A federal court in the District of Columbia has dismissed the declaratory judgment action that POM Wonderful filed against the Federal Trade Commission (FTC) shortly before the Commission brought an enforcement action against the pomegranate product producer. POM Wonderful LLC v. FTC, No. 10-1539 (U.S. Dist. Ct., D.D.C., decided September 30, 2012). More information about the complaint and FTC’s motion to dismiss appears in Issues 364 and 373 of this Update. According to the court, “[t]he balance of relevant factors counsels against exercising jurisdiction over this action.”

Among other matters, the court found that (i) the declaratory judgment action would not fully resolve the parties’ claims because they would “still have to litigate whether POM’s health claims about its products were false, misleading, and unsubstantiated in violation of the FTC Act”; (ii) “other overlapping proceedings are pending” and POM can raise arguments in those proceedings that it has raised in the declaratory judgment action; and (iii) “granting declaratory relief would require the resolution of an anticipatory defense.” As to the latter, the court determined that “[a]t least two of the four causes of action asserted in POM’s declaratory judgment action are properly considered anticipatory defenses.”

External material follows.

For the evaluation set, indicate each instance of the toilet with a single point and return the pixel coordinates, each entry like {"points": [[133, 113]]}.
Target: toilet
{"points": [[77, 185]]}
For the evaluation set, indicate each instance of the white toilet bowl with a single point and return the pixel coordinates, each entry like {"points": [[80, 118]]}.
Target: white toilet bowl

The court also observed that by filing its action just two weeks before FTC brought its enforcement action, POM “leaves the disfavored appearance that [it] hastily filed the instant case, in part, to secure tactical leverage from proceedings in this forum.” The essence of POM’s dismissed claims was that FTC had adopted new substantiation requirements, i.e., heightened scientific evidence and pre-approval from the Food and Drug Administration, without notice-and-comment proceedings, when it entered agreements setting forth these requirements with two companies “whose advertisements overstated their products’ effect on disease prevention, mitigation, and treatment.” The company will now have to litigate these claims in the enforcement action.